I have to watch my Male collie with my rabbits but he knows when i say NO! he knows what i mean..
It is srtange that it not botherd before untill now...:aureola:
Hope you get it sorted soon....mybe when she go's near the run go up to her removed her and just be firm ..wont be an over night thing will take a while but be firm..Good Luck


----------



## hazyreality (Jan 11, 2009)

i think its a case of a very very stern NO! and pull her away, or step between her and the rabbits, when she comes forward to see them, NO! and move her away. it may take you a while but she should get the message. Make sure you keep the same command. Ours would constantly bark at the gate and everyone would say a diffo thing. now we all just use NO! and he stops and comes in. if she walks past and doesnt bother with them by all means praise her!

*Heidi*


----------



## PoisonGirl (Oct 24, 2008)

Hiya, I think you need to make her know that rabbits arent 'good' to play with/go for..

Have you tried using a shaker bottle or training discs?

Have her on a lead and bring her closer to the rabbits.
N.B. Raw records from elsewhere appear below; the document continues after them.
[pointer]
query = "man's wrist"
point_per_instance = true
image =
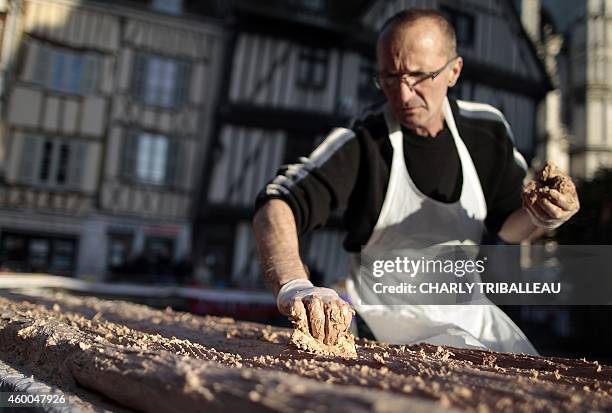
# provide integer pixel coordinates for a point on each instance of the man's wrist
(294, 285)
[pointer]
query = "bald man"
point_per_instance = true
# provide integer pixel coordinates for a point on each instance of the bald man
(422, 170)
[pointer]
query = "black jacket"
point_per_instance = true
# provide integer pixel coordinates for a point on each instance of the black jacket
(350, 170)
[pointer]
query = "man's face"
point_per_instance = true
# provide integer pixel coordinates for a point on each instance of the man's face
(417, 49)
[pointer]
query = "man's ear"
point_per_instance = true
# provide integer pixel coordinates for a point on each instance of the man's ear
(455, 71)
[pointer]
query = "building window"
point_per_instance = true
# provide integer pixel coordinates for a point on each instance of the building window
(312, 68)
(161, 81)
(174, 7)
(52, 162)
(66, 71)
(38, 253)
(150, 159)
(464, 24)
(119, 250)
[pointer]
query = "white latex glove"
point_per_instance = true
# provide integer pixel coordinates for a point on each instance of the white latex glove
(315, 310)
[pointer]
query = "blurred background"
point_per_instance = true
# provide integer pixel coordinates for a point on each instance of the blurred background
(135, 135)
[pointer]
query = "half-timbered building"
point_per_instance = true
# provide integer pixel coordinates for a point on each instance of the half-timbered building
(106, 115)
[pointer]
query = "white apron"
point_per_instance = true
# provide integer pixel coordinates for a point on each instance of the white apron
(433, 223)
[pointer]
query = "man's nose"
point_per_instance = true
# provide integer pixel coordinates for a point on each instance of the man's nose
(406, 92)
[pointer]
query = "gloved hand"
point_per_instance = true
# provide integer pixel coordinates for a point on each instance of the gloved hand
(317, 311)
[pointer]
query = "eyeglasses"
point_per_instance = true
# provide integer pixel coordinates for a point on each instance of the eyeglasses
(409, 79)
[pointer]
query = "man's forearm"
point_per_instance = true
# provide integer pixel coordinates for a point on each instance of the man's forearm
(518, 227)
(277, 244)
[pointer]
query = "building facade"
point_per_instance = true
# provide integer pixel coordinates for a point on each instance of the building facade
(301, 67)
(105, 118)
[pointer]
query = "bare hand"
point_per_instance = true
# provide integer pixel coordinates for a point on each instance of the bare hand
(550, 207)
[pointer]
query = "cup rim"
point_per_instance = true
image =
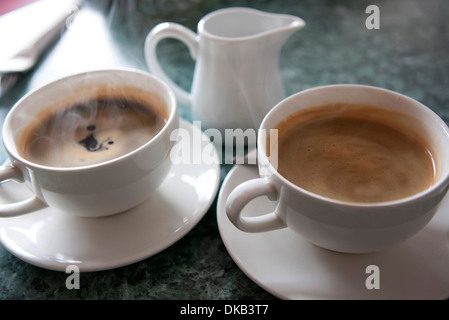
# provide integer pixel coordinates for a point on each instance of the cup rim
(261, 152)
(10, 150)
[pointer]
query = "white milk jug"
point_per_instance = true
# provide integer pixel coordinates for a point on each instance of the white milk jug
(237, 78)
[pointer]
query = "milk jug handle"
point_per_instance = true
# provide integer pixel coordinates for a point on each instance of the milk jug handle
(178, 32)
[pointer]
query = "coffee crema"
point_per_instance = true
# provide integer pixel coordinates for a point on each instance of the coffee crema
(91, 131)
(354, 153)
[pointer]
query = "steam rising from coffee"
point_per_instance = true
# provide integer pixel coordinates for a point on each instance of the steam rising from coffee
(92, 130)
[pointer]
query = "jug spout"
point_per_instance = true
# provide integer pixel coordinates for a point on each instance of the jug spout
(238, 23)
(286, 23)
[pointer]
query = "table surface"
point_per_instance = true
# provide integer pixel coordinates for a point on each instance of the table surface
(408, 54)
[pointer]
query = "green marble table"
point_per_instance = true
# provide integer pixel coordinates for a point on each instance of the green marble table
(408, 54)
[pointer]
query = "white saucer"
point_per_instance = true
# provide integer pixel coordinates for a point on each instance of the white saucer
(289, 267)
(54, 240)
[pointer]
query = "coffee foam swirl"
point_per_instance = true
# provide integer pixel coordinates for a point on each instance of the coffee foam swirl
(353, 153)
(97, 127)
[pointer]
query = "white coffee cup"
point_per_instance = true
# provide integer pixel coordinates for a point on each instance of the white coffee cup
(338, 225)
(95, 190)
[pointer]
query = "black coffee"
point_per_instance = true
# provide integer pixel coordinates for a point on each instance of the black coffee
(91, 131)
When she looks at them, shake the bottle and command her to 'leave' in a firm tone. Jerk the lead a little and get her to look away from the rabbits.
Do this and keep getting closer to the rabbits and getting her not to look at them.

I agree, it is not going to happen overnight, but if you make looking or going towards the rabbits unpleasant, and give her a really tasty treat for ignoring them, I hope it will work?
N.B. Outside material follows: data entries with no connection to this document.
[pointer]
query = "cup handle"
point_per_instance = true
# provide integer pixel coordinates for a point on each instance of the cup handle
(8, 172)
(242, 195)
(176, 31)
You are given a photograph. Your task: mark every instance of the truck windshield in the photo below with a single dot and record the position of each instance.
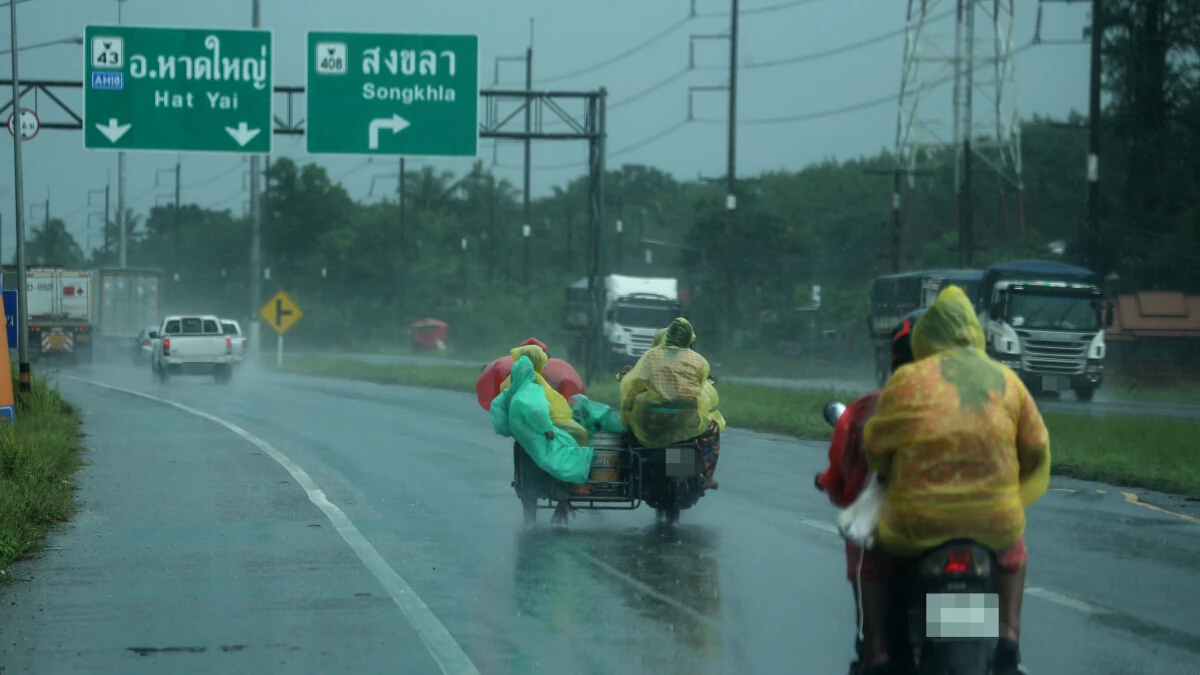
(645, 317)
(1054, 312)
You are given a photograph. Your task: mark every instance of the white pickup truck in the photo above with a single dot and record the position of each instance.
(192, 345)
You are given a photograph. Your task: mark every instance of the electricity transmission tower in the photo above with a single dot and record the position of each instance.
(967, 43)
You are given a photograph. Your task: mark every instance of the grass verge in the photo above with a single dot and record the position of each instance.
(37, 457)
(1161, 454)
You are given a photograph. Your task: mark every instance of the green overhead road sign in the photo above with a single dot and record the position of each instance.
(177, 89)
(385, 94)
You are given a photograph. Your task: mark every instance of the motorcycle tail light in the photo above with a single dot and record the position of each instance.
(958, 561)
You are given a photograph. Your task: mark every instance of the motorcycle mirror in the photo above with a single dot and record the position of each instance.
(834, 411)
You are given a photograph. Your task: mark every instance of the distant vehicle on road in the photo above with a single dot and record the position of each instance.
(192, 345)
(895, 296)
(240, 342)
(143, 346)
(1045, 320)
(60, 317)
(123, 302)
(633, 310)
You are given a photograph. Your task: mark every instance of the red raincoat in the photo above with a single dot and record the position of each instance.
(558, 374)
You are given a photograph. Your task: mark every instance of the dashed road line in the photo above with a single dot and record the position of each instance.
(443, 647)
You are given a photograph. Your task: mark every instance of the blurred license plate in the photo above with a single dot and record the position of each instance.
(961, 615)
(1055, 383)
(681, 461)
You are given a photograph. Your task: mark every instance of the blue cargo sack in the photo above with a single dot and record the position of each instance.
(522, 412)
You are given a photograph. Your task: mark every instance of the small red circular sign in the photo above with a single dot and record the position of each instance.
(29, 124)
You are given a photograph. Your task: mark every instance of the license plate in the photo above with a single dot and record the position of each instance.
(961, 615)
(681, 461)
(1055, 383)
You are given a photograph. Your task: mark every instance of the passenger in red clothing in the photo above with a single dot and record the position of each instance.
(845, 478)
(558, 374)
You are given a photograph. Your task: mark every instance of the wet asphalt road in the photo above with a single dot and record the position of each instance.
(196, 551)
(1102, 405)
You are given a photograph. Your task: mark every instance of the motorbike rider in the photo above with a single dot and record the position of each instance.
(964, 451)
(843, 481)
(667, 398)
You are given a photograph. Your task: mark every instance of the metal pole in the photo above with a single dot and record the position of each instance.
(1093, 139)
(966, 237)
(731, 199)
(18, 199)
(528, 147)
(958, 117)
(179, 166)
(108, 189)
(256, 237)
(121, 252)
(400, 189)
(491, 226)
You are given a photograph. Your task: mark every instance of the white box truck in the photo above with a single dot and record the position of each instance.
(125, 302)
(634, 309)
(60, 320)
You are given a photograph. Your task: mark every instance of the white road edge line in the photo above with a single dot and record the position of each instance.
(443, 647)
(1050, 596)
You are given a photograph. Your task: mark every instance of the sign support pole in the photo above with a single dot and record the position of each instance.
(18, 199)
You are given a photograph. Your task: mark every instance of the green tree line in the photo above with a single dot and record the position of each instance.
(462, 256)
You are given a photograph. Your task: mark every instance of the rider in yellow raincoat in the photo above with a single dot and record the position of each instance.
(559, 410)
(964, 451)
(669, 399)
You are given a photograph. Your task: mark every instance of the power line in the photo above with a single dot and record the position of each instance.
(353, 171)
(214, 178)
(622, 55)
(636, 145)
(852, 107)
(648, 90)
(754, 11)
(815, 55)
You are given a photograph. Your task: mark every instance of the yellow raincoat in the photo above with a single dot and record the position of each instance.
(667, 398)
(559, 410)
(958, 437)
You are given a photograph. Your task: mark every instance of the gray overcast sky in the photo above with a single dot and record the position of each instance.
(569, 36)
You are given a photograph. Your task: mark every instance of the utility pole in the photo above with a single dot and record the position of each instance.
(731, 198)
(491, 226)
(400, 197)
(108, 189)
(256, 237)
(621, 252)
(1093, 139)
(179, 165)
(966, 234)
(121, 251)
(18, 199)
(526, 231)
(528, 142)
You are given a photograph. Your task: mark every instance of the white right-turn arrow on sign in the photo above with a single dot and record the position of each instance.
(113, 131)
(395, 123)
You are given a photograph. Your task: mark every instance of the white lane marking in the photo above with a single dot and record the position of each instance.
(605, 567)
(1057, 598)
(820, 525)
(443, 647)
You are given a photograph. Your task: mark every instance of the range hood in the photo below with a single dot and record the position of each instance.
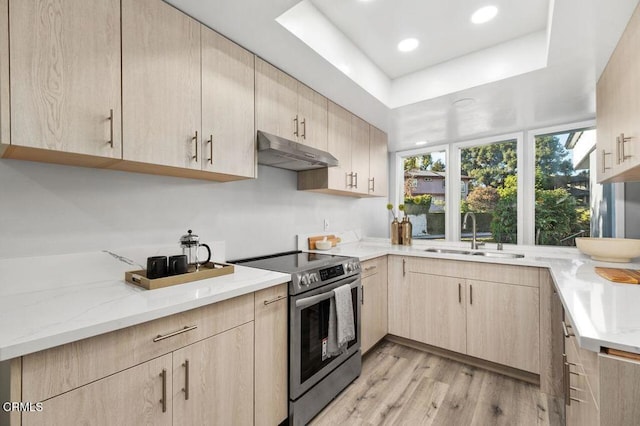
(280, 152)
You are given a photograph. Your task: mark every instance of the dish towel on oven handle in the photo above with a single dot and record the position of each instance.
(341, 324)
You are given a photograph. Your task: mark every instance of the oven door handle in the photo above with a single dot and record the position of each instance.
(312, 300)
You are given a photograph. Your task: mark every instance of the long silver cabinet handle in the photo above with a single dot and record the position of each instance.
(604, 159)
(185, 389)
(210, 142)
(268, 302)
(195, 138)
(110, 141)
(163, 401)
(174, 333)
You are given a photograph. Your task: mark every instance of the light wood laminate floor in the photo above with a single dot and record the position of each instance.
(404, 386)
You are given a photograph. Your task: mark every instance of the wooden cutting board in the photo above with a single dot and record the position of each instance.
(619, 275)
(332, 238)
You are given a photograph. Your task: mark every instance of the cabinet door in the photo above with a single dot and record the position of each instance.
(360, 154)
(374, 302)
(130, 397)
(160, 85)
(276, 101)
(312, 113)
(378, 163)
(339, 145)
(227, 106)
(437, 311)
(503, 324)
(65, 68)
(271, 356)
(398, 296)
(213, 379)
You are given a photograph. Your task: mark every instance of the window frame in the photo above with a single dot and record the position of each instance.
(525, 150)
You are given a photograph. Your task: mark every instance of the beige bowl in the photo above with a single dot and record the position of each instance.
(323, 245)
(609, 249)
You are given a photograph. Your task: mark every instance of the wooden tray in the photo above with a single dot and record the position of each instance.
(331, 238)
(208, 270)
(619, 275)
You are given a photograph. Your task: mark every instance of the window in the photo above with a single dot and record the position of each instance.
(423, 193)
(489, 183)
(563, 186)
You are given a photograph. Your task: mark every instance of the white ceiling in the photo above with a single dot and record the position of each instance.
(578, 36)
(443, 28)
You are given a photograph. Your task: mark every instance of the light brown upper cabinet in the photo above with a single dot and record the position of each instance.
(289, 109)
(160, 85)
(618, 109)
(4, 74)
(228, 133)
(65, 77)
(378, 160)
(361, 151)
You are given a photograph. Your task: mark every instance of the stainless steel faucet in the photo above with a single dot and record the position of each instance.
(474, 242)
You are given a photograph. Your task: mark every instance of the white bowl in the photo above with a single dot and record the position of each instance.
(323, 245)
(609, 249)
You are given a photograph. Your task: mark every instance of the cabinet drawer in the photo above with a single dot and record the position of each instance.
(372, 266)
(508, 274)
(60, 369)
(588, 363)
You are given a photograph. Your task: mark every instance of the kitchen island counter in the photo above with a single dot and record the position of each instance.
(603, 313)
(53, 300)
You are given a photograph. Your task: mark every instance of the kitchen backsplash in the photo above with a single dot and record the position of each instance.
(51, 209)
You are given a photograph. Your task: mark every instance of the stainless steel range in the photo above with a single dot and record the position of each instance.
(314, 377)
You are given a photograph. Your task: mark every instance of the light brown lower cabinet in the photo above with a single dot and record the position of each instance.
(130, 397)
(442, 304)
(271, 357)
(210, 365)
(374, 302)
(600, 388)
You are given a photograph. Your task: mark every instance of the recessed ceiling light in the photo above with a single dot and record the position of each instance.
(484, 14)
(408, 44)
(463, 102)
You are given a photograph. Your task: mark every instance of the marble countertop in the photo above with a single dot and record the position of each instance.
(53, 300)
(603, 313)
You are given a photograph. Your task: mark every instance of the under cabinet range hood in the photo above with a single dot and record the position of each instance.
(280, 152)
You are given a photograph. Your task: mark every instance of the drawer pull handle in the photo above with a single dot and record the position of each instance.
(566, 331)
(110, 141)
(268, 302)
(163, 401)
(185, 389)
(174, 333)
(195, 139)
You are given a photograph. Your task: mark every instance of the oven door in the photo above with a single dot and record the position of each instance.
(308, 327)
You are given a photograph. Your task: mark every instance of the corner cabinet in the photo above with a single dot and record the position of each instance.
(224, 363)
(289, 109)
(618, 109)
(374, 320)
(228, 135)
(440, 303)
(65, 80)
I had a bunny years ago and my collie x lab was obsessed with it and thats what I did, I could have them quite happily out in the garden, bunny munching grass and dog relaxing with a bone.. whereas before she would obsessively try and eat him!

Good luck.

x


----------



## cherrie_pie1589 (Mar 2, 2009)

I think it is just gunna be a case of perseverance with her, i did think about using a shaker bottle so i think i shall try that with her! Only problem is i'm not always at home as i work most days and my dad just normally lets her out in the garden on her own. So she will be free to relish in her rabbit obsessed behaviour! :thumbdown:

I shall keep trying and fingers crossed she soon realises that the rabbits aren't that interesting and she can't play with them! lol


----------



## scosha37 (Feb 24, 2008)

cherrie_pie1589 said:


> I think it is just gunna be a case of perseverance with her, i did think about using a shaker bottle so i think i shall try that with her! Only problem is i'm not always at home as i work most days and my dad just normally lets her out in the garden on her own. So she will be free to relish in her rabbit obsessed behaviour! :thumbdown:
> 
> I shall keep trying and fingers crossed she soon realises that the rabbits aren't that interesting and she can't play with them! lol


The thing is with the shaker mybe scare the rabbits mybe i dont know...what are they like when she is doing the barking and stuff??


----------



## PoisonGirl (Oct 24, 2008)

Can you put a cover over the rabbits run while you are out so she can't see them? Or put sides on it? I had my bunny in a 6ft tank in my room (it had a mesh lid) and when I was out I put towels around it so my dog couldn't see him.

x


----------



## cherrie_pie1589 (Mar 2, 2009)

To my surprise the rabbits aren't phased by her at all! lol the run and hutch is pretty big so no way of really concealing it  i think the main thing causing the problem was she wasn't really introduced to the rabbits when we first got her and she never got to see them as she was always in the house when they were out. Now i have built the new run with a roof on, the rabbits have been out in the run while she is also in the garden. 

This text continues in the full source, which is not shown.